|Brook Shannon, here with husband Michael and daughters Grace, Mercy,|
and Bella, created the Wait Until 8th pledge in a effort to support families
who want to hold off giving their children smartphones until they are
ready to go to high school.
Allison Slater Tate, TODAY Contributor, 17 August 2017
As debate swirls across the internet about social media and its effect on teenagers, one Austin mom has created a movement to try to delay introducing smartphones to children until they are at least 14 years old.
In an effort to persuade and support families in her children's elementary school to wait until their kids were at least 14 or in 8th grade to give them smartphones, Brooke Shannon created the Wait Until 8th pledge last spring, which asks parents to promise "not to give your child a smartphone until at least 8th grade as long as at least 10 other families from your child’s grade and school pledge as well."
"Our hope is to create a support network for those parents who would like to wait on giving their child a phone," Shannon told TODAY Parents. "Every family has various circumstances and dynamics that will shape this decision. We hope by creating this pledge, parents that would like to wait will feel more empowered to do so."
The pledge has become a full-blown movement now, with over 2000 commitments from parents in over 500 schools and in 49 states.
Shannon's daughters are still young; her oldest, Grace, is in 4th grade. But when she saw children in their elementary school with smartphones, she began to talk with other parents about the potential dangers that come along with smartphones — citing distraction, sleep impairment, cyberbullying, and exposure to inappropriate material on the internet, among other concerns — and she decided to try to make a change in their community and beyond.
After recruiting a group of friends to begin the Wait Until 8th movement, some of whom are now part of the pledge's website, Shannon got her children on board too. "At first, my older two daughters questioned why I was starting the pledge, but when I explained to them I wanted them to have a group of friends to wait with, they understood," she said.
Now, she said her family feels completely supported by their community in their quest to hold off on smartphones for their kids. "There are 20 other families in my 4th grader's class on board and 13 families on board from my 3rd grader's class," said Shannon. "Plus, families are signing across our school district, so when the elementary schools merge in middle school, there will be even more children waiting together."
Shannon said she understands that for some families, such as those whose children rely on technology for medical reasons like Type 1 diabetes, the Wait Until 8th pledge is not appropriate. But for other parents who argue they need phones to reach their children for reasons like shared custody arrangements, she hopes they will consider lower tech options.
"In situations where a phone is needed to only reach a child, we suggest buying a basic flip phone," Shannon said. "The basic flip phone avoids many of the dangers and distractions of a smartphone. You can give your child a basic phone and still sign the Wait Until 8th pledge. The pledge is for smartphones only."
TODAY Tastemaker and child development expert Dr. Deborah Gilboa said the Wait Until 8th movement could be very helpful to parents, but in the end, the choice is still up to the individual family.

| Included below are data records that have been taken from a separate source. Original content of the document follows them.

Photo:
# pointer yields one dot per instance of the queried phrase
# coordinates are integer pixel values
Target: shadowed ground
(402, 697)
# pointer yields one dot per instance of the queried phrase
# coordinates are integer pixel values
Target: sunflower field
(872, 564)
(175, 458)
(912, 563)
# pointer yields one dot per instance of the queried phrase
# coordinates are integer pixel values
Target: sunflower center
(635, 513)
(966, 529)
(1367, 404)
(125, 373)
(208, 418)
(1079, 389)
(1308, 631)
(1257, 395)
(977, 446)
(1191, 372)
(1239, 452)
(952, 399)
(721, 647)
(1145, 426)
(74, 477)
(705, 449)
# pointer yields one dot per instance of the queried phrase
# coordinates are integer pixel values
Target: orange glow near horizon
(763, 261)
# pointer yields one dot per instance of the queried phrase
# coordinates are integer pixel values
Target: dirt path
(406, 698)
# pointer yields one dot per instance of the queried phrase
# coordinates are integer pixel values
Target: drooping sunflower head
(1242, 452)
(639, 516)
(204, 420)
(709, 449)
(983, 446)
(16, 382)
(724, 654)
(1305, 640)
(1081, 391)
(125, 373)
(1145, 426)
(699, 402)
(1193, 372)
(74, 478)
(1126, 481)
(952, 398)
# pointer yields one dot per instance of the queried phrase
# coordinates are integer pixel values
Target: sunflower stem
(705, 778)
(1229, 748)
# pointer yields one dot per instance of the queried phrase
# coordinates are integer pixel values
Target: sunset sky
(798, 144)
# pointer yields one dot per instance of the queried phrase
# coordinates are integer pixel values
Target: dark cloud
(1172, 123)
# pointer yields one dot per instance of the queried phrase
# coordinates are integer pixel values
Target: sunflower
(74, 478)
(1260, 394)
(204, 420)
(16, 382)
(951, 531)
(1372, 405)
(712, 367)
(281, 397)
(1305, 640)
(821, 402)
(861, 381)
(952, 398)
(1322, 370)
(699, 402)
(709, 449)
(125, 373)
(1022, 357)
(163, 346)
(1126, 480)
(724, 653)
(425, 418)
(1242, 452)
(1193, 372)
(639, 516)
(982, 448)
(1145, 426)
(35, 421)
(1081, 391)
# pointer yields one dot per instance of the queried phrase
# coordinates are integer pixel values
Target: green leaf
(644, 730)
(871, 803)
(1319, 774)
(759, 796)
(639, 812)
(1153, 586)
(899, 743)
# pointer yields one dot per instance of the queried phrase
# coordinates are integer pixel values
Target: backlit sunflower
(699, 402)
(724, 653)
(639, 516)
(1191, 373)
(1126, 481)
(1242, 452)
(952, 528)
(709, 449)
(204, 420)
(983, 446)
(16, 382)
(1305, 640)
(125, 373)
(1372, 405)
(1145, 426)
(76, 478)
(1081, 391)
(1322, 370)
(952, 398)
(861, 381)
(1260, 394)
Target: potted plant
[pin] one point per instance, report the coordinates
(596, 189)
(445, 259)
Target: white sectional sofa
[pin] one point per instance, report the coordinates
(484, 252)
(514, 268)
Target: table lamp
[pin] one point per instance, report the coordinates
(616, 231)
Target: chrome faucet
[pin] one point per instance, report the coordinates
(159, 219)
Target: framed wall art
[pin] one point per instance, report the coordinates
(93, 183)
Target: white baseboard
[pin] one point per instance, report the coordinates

"This initiative helps families in two ways," said Dr. Gilboa. "For parents who are getting most of their 'What's the right age?' information from their kids, this normalizes the idea that most kids don't need — want yes, need no — a smart phone before 8th grade. For parents who are considering holding off but overwhelmed by the societal norms of younger-and-younger for smart phone access, this can be the extra starch for their spine to say, 'I knew I was right about this.'"
But, said Dr. Gilboa, "Since it's not legislated, each parents still gets to decide what works in their family."
Shauna Ogeerally, a mom of two children ages 15 and 10 in Winter Garden, Florida, told TODAY Parents she feels that these decisions have to be made for each child individually, and that smartphones can have some positive benefits for children under the age of 14.
"My children go to a charter school, so not all their close friends live anywhere near us to go run and play at their house," said Ogeerally. "Their phones allow them to FaceTime and 'hang out.' Honestly, I feel it would hurt their social lives if they weren't able to do that, since they would only be able to communicate with friends when they are at school or activities."